POSIX capabilities have been implemented in Linux for years, but until recently, Linux supported only process capabilities. Because files are supposed to wield privilege, the lack of file capabilities meant that Linux required workarounds to allow administrators and system services to run with privilege. The POSIX capability rules were perverted to emulate a privileged root user.

Although file capabilities are now supported, the privileged root user remains the norm. In this article, I demonstrate a lazy prototype of a system with an unprivileged root.

POSIX Capabilities Overview

Each process has three capability sets:

  • The effective set (pE) contains the capabilities it can use right now.

  • The permitted set (pP) contains those that it can add back into its effective set.

  • The inheritable set (pI) is used to determine its new sets when it executes a new file.

Files also have effective (fE), permitted (pP) and inheritable (fI) sets used to calculate the new capability sets of a process executing it.

At any time, a process can use cap_set_proc() to remove capabilities from any of the three sets.

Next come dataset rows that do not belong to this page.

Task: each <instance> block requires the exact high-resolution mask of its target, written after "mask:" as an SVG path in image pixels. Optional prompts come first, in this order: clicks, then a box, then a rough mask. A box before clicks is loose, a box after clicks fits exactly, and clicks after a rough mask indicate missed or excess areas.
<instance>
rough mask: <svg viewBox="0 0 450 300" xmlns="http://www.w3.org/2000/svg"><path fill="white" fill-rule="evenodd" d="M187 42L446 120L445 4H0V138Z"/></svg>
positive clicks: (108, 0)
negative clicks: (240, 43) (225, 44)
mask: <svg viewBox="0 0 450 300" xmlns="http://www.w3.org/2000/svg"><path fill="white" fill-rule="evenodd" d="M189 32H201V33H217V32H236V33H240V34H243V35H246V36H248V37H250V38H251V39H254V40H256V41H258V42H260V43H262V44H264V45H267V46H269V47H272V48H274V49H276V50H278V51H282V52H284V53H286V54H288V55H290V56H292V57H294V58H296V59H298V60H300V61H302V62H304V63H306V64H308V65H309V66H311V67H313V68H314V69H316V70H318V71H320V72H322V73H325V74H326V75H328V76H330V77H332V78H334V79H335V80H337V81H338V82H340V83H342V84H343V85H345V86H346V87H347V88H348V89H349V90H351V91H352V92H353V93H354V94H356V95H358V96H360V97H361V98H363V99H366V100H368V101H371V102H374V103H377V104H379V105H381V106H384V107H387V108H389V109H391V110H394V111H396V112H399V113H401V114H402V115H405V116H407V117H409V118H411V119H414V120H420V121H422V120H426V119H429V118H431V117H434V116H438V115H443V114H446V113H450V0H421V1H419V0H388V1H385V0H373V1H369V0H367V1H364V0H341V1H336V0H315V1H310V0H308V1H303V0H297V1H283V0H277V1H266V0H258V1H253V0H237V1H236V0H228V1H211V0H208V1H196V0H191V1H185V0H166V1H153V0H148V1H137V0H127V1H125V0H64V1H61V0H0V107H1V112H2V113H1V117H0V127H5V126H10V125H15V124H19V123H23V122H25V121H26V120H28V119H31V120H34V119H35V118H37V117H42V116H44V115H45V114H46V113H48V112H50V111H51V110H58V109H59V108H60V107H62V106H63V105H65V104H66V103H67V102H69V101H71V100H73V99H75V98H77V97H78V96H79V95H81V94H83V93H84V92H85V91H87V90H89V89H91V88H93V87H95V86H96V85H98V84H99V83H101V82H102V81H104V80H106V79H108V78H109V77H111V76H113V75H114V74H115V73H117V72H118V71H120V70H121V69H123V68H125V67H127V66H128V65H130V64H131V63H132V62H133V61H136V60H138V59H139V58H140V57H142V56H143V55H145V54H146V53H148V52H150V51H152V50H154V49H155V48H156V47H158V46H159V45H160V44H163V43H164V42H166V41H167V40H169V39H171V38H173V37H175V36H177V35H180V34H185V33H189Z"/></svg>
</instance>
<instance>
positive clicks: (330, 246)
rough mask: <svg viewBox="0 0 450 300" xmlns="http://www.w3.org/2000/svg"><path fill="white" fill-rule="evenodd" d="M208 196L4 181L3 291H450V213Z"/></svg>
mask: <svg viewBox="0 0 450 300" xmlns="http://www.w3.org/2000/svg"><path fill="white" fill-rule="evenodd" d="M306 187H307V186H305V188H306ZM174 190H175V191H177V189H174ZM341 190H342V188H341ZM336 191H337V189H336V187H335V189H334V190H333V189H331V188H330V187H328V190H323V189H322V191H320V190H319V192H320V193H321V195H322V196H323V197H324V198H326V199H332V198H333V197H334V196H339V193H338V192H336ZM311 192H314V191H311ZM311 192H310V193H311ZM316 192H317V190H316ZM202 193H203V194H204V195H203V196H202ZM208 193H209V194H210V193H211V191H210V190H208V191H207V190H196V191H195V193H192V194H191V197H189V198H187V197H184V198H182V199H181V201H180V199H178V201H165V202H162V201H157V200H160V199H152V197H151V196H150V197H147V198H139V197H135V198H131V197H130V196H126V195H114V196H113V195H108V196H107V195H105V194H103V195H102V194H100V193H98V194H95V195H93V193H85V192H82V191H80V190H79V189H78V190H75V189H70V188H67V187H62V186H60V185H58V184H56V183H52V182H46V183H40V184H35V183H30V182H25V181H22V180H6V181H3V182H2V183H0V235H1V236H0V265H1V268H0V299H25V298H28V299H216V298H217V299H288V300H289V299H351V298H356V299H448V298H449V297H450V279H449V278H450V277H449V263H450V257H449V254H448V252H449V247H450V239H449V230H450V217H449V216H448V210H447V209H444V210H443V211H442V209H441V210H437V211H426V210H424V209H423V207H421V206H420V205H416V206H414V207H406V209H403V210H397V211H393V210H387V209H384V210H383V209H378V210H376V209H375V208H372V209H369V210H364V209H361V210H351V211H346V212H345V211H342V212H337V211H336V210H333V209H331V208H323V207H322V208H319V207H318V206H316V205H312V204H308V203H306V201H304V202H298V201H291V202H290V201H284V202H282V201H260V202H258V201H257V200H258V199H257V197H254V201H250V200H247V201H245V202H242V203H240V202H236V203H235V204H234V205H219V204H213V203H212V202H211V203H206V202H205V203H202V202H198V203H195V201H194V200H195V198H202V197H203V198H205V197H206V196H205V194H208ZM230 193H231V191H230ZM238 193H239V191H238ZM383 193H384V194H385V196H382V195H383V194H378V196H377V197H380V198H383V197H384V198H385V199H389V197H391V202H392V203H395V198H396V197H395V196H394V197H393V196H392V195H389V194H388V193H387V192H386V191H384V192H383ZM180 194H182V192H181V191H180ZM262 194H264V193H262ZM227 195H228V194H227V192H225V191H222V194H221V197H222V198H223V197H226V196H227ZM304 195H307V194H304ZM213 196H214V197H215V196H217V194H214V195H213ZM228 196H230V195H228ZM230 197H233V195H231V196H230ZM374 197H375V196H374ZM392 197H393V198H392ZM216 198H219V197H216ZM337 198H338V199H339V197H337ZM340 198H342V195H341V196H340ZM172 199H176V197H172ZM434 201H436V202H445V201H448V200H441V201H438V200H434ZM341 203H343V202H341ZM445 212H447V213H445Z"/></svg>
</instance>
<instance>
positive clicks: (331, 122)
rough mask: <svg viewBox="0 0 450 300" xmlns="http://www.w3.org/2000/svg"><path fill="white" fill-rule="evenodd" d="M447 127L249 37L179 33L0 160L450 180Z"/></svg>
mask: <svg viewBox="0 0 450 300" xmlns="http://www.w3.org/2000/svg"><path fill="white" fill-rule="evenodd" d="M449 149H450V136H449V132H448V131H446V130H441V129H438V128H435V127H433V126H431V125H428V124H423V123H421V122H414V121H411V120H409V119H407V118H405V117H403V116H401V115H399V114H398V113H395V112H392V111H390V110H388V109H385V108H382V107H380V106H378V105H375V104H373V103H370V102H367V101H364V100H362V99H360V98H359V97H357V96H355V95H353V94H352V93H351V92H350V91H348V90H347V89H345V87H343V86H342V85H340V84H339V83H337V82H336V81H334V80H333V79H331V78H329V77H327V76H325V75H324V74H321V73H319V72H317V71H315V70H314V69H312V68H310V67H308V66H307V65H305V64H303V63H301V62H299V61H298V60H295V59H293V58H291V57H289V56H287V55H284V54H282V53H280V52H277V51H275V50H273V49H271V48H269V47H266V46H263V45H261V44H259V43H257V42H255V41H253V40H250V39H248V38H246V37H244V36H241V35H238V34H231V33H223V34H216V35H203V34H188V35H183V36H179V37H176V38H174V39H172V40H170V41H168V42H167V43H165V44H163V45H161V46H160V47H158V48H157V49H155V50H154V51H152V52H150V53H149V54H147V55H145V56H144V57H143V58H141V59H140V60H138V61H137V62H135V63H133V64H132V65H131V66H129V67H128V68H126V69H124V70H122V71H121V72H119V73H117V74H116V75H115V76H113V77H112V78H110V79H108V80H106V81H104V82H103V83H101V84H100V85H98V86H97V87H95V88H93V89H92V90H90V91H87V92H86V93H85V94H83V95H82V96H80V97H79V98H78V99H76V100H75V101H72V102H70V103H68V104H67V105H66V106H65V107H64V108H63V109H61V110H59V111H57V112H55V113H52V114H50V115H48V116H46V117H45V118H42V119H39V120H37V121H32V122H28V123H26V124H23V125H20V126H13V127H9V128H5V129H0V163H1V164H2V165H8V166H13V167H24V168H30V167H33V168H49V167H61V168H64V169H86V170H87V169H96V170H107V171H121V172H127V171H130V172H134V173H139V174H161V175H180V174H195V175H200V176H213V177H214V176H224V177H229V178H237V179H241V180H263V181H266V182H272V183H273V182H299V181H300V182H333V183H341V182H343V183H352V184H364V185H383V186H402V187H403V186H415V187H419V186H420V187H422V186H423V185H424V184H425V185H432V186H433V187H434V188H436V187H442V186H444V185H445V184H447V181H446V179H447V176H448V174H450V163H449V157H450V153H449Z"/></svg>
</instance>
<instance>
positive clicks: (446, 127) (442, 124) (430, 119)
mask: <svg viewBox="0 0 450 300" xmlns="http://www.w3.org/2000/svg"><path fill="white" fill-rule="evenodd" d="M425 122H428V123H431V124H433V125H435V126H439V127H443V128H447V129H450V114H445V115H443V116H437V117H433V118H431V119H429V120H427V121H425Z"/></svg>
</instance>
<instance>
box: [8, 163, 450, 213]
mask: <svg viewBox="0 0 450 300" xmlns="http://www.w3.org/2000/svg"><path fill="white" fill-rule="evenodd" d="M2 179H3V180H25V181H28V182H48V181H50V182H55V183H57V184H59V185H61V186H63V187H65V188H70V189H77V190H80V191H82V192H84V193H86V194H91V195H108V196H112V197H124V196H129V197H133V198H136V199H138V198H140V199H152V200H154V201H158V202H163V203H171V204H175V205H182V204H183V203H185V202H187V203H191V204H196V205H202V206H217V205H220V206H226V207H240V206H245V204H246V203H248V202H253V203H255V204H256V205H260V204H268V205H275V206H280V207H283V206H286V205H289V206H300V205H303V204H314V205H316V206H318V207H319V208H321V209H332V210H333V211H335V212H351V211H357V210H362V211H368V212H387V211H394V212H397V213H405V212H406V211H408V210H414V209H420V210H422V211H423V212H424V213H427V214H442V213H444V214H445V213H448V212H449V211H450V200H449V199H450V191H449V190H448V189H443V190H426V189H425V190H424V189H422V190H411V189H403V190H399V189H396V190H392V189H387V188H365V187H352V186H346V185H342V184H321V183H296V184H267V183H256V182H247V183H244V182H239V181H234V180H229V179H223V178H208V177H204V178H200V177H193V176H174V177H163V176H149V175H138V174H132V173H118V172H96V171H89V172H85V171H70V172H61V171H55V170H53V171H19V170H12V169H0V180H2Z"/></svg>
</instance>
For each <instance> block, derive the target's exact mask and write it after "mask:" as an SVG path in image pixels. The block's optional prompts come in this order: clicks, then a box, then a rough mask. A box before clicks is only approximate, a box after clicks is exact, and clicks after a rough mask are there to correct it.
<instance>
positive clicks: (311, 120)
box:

Capabilities can be added to the effective set only if they are currently in its permitted set. They never can be added to the permitted set. And, they can be added to the inheritable set only if they are in the permitted set or if CAP_SETPCAP is in pE. When a process executes a new file, its new capability sets are calculated as follows:

  • The inheritable set remains unchanged.

  • The new permitted set is filled with both the file permitted set (masked with a bounding set, but for this article, I assume that always is full) and any capabilities present in both the file and process inheritable sets.

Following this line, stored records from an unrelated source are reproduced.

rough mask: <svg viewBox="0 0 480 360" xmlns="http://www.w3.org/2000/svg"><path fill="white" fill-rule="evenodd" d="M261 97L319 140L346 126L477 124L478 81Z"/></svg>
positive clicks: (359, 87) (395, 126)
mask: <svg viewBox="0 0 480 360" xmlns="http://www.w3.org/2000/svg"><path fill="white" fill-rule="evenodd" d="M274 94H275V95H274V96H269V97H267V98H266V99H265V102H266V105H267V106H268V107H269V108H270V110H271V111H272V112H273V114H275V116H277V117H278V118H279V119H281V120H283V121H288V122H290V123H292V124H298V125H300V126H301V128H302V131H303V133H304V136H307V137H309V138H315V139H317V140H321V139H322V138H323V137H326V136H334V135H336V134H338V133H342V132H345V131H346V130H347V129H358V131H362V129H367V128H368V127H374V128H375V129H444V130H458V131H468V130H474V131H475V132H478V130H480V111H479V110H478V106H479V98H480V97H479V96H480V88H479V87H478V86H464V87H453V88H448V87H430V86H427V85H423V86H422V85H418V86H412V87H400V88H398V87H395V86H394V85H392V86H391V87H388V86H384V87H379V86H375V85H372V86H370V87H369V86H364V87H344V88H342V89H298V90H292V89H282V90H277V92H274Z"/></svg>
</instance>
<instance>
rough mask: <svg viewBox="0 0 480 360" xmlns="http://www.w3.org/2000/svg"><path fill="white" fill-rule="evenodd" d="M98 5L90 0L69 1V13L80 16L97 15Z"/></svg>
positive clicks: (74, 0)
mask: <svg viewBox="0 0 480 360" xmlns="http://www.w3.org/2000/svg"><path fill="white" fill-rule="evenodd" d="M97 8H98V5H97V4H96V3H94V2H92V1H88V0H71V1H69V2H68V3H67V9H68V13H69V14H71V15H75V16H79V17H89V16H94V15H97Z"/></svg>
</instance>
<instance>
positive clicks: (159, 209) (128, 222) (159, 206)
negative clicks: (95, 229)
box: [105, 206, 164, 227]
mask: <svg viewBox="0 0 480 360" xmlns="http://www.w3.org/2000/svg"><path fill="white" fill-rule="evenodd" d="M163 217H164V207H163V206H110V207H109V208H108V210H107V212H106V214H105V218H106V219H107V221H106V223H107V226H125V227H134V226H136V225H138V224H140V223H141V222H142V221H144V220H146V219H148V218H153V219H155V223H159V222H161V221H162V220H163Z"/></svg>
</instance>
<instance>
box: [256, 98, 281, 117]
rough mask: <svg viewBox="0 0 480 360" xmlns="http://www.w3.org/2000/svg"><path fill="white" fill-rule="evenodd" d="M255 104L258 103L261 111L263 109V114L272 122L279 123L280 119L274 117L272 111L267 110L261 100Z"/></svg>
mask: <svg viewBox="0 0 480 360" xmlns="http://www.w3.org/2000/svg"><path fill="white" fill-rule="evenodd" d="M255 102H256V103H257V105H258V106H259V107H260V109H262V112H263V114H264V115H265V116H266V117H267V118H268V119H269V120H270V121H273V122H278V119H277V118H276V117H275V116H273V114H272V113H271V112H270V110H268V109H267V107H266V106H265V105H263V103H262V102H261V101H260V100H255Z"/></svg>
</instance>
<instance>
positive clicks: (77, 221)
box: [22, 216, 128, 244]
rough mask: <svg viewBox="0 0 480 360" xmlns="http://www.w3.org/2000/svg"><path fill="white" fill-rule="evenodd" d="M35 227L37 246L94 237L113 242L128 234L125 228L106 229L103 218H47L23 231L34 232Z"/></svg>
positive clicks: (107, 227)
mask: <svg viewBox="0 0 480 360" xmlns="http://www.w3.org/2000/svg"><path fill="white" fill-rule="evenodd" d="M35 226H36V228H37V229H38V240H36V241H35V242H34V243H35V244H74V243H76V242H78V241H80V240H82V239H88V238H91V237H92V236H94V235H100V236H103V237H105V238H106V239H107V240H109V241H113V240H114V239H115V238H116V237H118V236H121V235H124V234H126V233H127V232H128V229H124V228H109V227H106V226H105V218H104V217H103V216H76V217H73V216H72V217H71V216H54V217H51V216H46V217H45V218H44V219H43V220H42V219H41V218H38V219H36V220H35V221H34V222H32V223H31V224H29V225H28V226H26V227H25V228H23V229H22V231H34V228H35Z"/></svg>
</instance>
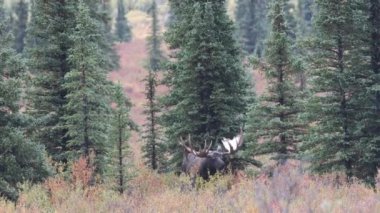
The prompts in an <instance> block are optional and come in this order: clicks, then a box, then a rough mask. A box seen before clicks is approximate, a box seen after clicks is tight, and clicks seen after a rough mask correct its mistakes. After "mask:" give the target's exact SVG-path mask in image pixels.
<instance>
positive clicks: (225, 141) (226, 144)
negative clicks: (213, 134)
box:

  • Capabilities in the file permitted set will be available to the new process—an example use for this is the ping program. Ping needs only the capability CAP_NET_RAW in order to craft raw network packets. It is typically setuid-root, so all users can run it. By placing CAP_NET_RAW in ping's permitted set, all users will receive CAP_NET_RAW while running ping.

  • Capabilities in the file inheritable set are available to a process only if they also are in the process inheritable set—an example of this would be to allow some users to renice other user's tasks. Simply arrange (as I explain a bit) for CAP_SYS_NICE to be placed in their pI on login, as well as in fI for /usr/bin/renice. Now, ordinary users can run renice without privilege, and the “special” users can run renice, but no other programs, with CAP_SYS_NICE.

  • The effective set is by default empty, or, if the legacy bit is set (see The File Effective Set, aka the Legacy Bit sidebar), it is set to the new permitted set.